UK stakeholders discuss impact of Brexit on food quality and supply

The European Parliament’s information centre in the UK in London held a panel debate on Brexit and food policy on Friday 18th May. Stakeholders representing The British National Farmers Union (NFU), consumer rights organisation Which?, the Food & Drink Federation, and Member of the European Parliament Julie Girling discussed what Brexit might mean for the food sector. Panellists expressed their concerns over the upkeep of food standards and how frictionless trade can be achieved should regulatory divergence occur after Britain leaves the EU. Panellists therefore suggested that staying in the customs union was most likely the best scenario to protect the supply chain and guarantee the best food standards for consumers in the UK. 

Leaving the EU will have significant impact on the British food sector, as a majority of the regulation currently governing the industry originates from Brussels. And whilst the Government has yet to decide what a future trading relationship with the continent will look like, Brexit may also offer opportunities to revamp UK food and farming policy to transform the sector.

As outlined in the Department for Environment, Food and Rural Affairs (Defra) White Paper ‘Health and harmony: the future for food, farming and the environment in a Green Brexit’, Secretary of State Michael Gove favours an integrated post-Brexit policy approach, uniting aspects of food, agriculture and health under one umbrella.

But some critics have warned that the White Paper does not go far enough. Panellists highlighted that whilst ‘health’ is on the cover of the paper, very little substantial policy proposals can be found inside. Most of the White Paper’s policy is directed towards animal health, rather than public health.

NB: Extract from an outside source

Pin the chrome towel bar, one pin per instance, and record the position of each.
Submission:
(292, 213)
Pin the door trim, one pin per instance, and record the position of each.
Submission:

The farming sector will face numerous challenges post-Brexit. At present, a large part of UK farmers’ income derives from the basic payment subsidies made under the European Union’s common agricultural policy (CAP). The financial changes that come with the loss of CAP funding will have a significant impact on British farmers. Furthermore, a labour shortage after Brexit is expected, as it is deemed unlikely that British workers will make up for the bulk of European migrant labour when the free movement of people comes to an end.

Whilst some pro-Brexit voices believe that shoppers will happily support local produce, it could be difficult for British farming to compete on price if cheaper imports reach the market in the context of trade deals with countries outside the EU.

As the negotiations progress, consumers need to understand that Brexit might lead to a trade-off between food quality and standards and price. Consumer rights advocacy group ‘Which?’ has therefore developed a consumer charter for Brexit, asking the government to check deals against standards, consumer rights, choice and price. To guarantee safe food in Britain, it is also crucial that a robust system of enforcement to tackle fraudulent and contaminated products is in place, that works across borders.

A further cause for concern remains the border between Northern Ireland and the Republic of Ireland. As there are currently no border checks between the two, businesses producing food on the island do not consider it as two different countries logistically. This means that a food item may travel across the border at multiple stages along the supply chain – from sourcing, preparing, packaging and then selling the final product. As yet, no solution to the Irish border question has been presented that does not involve some form of customs union to avoid serious disruption of the supply chain.

With the exit date nearing, stakeholders were united in their view that the Government needs to urgently put into place concrete plans for future trade arrangements and legislation to ensure UK consumers can continue to enjoy safe, high-quality food at affordable prices.